Guter Umgang mit Stress, psychischen Belastungen und Problemen Leistungs- und Notendruck, viele Prüfungen, Konflikte mit Gleichaltrigen; das alles kann bei Schüler*innen Stress verursachen. Wenn Schüler*innen viel und dauerhaften Stress erleben, ohne einen Ausgleich dafür zu finden, kann das sehr belastend sein und auch zur Entstehung einer psychischen Erkrankung beitragen.
Positive Aktivitäten Gerade in stressigen Zeiten (wie einer Klausurenphase) sollten Ihre Schüler*innen positive Aktivitäten wie Hobbys und Treffen mit Freund*innen nicht vernachlässigen, denn sie reduzieren Stress und lenken ab.

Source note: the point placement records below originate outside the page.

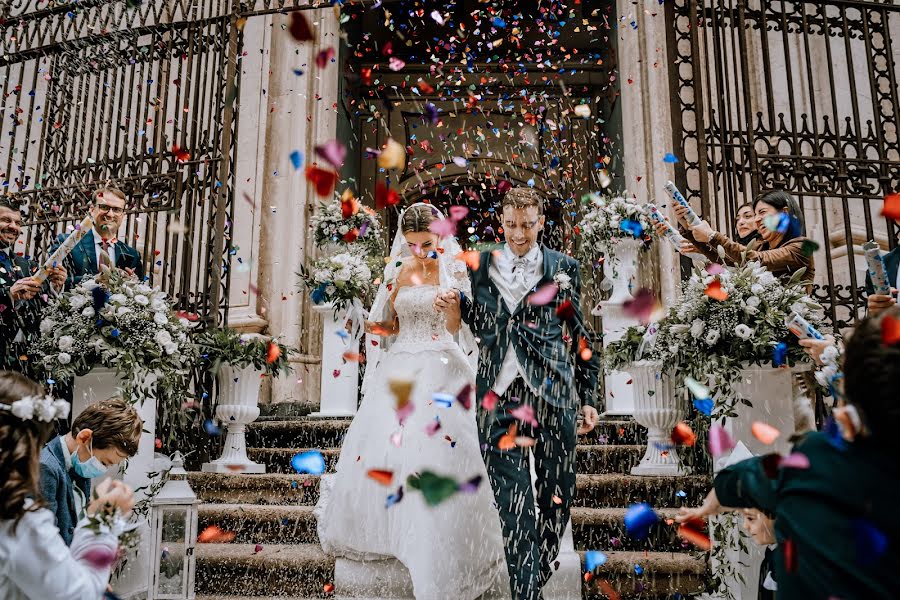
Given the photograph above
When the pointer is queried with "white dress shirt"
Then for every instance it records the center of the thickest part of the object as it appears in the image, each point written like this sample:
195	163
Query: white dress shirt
36	564
514	277
77	494
98	248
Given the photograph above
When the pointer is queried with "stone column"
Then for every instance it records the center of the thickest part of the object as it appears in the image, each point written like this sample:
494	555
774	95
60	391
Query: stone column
301	115
647	124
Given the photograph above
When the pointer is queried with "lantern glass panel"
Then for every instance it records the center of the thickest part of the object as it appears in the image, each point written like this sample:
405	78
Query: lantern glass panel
172	559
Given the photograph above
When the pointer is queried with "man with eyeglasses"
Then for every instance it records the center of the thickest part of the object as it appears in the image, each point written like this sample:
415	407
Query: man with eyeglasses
100	245
22	297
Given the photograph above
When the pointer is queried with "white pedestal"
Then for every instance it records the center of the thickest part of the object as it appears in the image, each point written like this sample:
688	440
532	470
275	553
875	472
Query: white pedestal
620	267
238	406
340	379
101	384
659	409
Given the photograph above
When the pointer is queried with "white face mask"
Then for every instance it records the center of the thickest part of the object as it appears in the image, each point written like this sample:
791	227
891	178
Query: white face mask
91	468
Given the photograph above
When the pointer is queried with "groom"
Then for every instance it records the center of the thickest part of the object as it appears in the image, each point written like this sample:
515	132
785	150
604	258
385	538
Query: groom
527	363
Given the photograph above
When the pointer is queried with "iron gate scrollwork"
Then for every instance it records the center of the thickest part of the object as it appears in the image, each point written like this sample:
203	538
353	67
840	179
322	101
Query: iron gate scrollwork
800	96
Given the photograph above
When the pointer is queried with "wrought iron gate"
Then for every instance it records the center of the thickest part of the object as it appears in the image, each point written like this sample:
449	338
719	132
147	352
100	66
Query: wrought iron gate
138	95
799	96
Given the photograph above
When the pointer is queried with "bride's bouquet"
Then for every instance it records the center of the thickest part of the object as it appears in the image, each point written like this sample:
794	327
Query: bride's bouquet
609	219
727	318
339	279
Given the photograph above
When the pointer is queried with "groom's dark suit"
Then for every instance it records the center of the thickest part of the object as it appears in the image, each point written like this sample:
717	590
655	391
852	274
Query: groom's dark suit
554	381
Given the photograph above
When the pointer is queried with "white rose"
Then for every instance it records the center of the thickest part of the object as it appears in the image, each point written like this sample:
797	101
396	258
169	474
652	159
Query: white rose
743	332
66	343
697	328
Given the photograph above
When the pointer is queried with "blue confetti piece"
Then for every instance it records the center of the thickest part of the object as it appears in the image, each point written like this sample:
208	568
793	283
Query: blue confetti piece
311	462
639	518
211	428
779	356
593	559
296	159
705	406
632	227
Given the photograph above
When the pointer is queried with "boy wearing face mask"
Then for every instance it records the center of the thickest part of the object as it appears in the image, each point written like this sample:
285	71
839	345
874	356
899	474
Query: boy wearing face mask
102	436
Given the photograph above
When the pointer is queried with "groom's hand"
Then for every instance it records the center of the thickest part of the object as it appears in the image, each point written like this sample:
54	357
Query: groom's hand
590	419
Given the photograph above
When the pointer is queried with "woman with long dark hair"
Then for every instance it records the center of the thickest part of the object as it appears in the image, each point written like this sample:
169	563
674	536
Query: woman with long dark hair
35	563
784	250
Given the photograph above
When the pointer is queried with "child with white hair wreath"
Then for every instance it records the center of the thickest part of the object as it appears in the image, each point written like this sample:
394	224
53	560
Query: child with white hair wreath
35	563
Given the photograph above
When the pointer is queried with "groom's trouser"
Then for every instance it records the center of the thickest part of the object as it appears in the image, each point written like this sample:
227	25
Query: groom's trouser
532	538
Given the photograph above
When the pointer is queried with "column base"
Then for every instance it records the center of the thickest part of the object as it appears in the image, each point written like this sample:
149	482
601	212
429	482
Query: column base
233	468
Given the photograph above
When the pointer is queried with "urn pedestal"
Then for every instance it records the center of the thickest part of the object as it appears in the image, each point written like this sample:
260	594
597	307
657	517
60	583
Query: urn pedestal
659	409
340	378
237	407
619	267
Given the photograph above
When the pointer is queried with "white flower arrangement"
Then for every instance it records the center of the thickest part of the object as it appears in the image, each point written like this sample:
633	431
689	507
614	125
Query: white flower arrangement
609	219
703	337
343	222
46	408
339	279
113	321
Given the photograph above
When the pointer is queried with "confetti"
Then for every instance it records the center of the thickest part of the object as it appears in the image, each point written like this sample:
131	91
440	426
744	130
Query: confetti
639	518
764	432
381	476
311	462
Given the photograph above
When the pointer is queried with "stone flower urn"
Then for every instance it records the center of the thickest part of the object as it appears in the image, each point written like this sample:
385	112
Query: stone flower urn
658	408
237	407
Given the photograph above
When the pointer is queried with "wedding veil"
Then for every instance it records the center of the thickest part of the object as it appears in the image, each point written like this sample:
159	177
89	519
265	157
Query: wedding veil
453	274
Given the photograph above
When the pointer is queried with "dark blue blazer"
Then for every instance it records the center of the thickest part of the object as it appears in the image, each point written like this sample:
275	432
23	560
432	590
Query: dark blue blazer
891	263
82	261
56	488
554	366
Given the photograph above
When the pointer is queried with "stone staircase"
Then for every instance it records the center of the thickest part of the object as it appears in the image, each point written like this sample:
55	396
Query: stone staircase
276	553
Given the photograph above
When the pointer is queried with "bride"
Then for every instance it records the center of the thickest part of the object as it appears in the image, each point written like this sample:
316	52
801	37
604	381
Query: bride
455	548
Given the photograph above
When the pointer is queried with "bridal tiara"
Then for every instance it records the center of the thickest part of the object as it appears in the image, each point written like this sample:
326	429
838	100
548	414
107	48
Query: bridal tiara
44	408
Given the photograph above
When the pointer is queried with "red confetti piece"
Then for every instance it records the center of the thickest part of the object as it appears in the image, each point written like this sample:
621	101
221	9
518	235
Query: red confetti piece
890	330
714	290
381	476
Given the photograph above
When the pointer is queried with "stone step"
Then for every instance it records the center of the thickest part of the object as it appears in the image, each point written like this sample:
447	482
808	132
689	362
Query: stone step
646	575
591	458
597	491
298	570
593	528
302	570
329	433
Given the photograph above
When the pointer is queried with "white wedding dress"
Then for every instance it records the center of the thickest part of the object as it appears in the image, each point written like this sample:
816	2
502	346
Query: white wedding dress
454	549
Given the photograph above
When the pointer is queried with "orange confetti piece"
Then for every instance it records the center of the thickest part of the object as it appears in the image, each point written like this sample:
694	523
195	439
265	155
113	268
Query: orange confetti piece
273	353
891	207
508	440
714	290
381	476
472	259
214	534
764	432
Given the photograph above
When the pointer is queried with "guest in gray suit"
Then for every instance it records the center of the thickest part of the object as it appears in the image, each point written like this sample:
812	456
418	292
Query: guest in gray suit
105	434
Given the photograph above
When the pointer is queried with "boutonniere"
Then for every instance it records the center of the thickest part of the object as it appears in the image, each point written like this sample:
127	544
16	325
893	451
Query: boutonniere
563	281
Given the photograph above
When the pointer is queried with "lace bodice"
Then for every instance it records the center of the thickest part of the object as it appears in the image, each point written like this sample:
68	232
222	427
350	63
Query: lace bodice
419	321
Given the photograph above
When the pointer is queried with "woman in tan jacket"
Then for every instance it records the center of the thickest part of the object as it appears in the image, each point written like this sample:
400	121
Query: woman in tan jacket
784	248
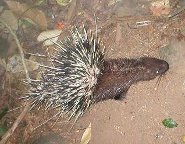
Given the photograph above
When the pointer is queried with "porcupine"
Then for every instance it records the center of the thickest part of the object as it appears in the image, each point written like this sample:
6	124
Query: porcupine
80	76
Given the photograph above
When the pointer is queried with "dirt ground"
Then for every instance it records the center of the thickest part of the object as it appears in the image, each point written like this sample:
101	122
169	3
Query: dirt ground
137	119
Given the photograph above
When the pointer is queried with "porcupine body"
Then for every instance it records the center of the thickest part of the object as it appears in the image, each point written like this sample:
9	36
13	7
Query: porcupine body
79	76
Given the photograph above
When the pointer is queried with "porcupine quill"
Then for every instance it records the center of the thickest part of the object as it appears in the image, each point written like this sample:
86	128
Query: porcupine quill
79	76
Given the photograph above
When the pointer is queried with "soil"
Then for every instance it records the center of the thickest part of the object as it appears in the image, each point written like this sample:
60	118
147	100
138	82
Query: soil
137	119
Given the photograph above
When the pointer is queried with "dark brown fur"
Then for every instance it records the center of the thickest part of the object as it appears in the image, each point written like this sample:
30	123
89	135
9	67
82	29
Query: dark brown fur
120	74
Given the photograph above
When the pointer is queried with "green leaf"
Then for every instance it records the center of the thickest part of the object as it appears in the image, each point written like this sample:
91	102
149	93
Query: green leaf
3	129
3	112
169	122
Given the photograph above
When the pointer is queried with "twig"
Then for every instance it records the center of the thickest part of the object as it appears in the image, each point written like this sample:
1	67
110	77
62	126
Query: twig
19	47
27	107
177	12
16	123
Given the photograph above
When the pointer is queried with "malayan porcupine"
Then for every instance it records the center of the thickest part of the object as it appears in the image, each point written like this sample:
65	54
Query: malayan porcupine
79	76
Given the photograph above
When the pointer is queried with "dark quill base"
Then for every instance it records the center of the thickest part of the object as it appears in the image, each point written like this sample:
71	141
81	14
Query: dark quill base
119	74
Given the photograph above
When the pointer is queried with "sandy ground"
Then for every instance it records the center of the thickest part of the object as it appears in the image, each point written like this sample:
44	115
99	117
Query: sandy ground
137	119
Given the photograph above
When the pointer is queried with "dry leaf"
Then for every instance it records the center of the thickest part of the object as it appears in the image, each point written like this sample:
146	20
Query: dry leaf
63	2
86	135
160	7
49	37
10	19
25	11
15	65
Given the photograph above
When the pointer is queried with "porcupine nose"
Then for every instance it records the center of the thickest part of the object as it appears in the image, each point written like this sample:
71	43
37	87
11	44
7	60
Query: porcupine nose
164	66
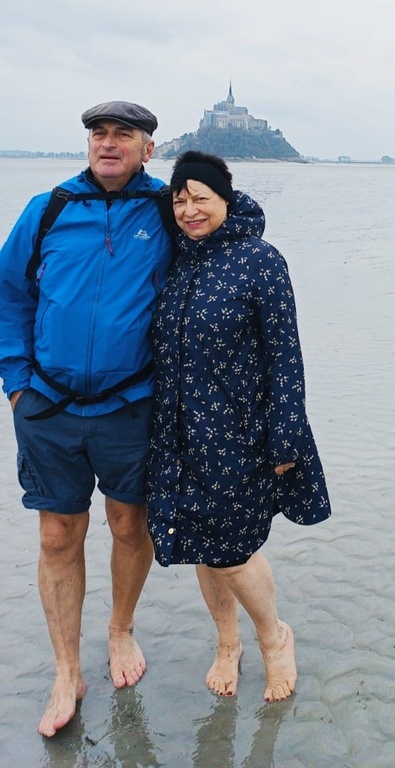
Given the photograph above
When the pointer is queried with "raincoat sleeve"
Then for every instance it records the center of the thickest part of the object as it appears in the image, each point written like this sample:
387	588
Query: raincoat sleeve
18	299
287	420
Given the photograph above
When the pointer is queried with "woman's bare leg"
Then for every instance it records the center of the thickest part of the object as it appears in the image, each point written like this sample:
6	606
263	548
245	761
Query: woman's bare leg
222	676
253	585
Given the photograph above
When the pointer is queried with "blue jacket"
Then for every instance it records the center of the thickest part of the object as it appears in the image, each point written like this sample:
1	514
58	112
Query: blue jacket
230	399
86	317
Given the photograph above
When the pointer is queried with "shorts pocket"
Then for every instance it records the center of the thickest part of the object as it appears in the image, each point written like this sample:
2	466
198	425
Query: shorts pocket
26	476
21	397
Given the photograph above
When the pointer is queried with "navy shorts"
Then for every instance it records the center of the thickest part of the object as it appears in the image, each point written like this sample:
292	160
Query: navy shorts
61	458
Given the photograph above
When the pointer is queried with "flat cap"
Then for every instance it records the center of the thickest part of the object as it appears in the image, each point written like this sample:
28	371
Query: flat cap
132	115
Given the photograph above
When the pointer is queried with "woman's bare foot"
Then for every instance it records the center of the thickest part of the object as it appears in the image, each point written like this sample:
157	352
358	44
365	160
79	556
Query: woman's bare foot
127	663
223	675
61	705
280	666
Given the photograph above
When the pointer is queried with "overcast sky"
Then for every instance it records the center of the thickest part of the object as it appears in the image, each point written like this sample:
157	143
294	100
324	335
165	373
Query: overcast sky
322	71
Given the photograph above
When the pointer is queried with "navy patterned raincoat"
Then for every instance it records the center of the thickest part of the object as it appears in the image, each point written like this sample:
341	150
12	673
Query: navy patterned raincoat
230	399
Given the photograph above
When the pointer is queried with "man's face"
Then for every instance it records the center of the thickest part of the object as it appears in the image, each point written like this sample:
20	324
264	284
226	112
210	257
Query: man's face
116	152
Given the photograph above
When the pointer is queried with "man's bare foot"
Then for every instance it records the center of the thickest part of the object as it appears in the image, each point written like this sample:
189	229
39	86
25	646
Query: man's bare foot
61	705
223	675
280	666
127	663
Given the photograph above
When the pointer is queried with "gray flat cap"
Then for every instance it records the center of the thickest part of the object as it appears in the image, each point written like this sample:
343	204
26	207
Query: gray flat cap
132	115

Bewusster Umgang mit Medien Medien wie Smartphones und Tablets können den Alltag von Schüler*innen in vielerlei Hinsicht erleichtern. Eine übermäßige oder unangemessene Nutzung kann allerdings zu psychischen Problemen und psychischen Erkrankungen beitragen. Deshalb ist ein bewusster und verantwortungsvoller Umgang mit Medien wichtig.
Gesunde Lebensweise Eine gesunde Lebensweise wirkt sich nachgewiesenermaßen positiv auf die psychische Gesundheit von Schüler*innen aus. Dazu zählen Sport und Bewegung, eine gesunde Ernährung, genügend und guter Schlaf und der Verzicht auf Alkohol, Zigaretten und Drogen.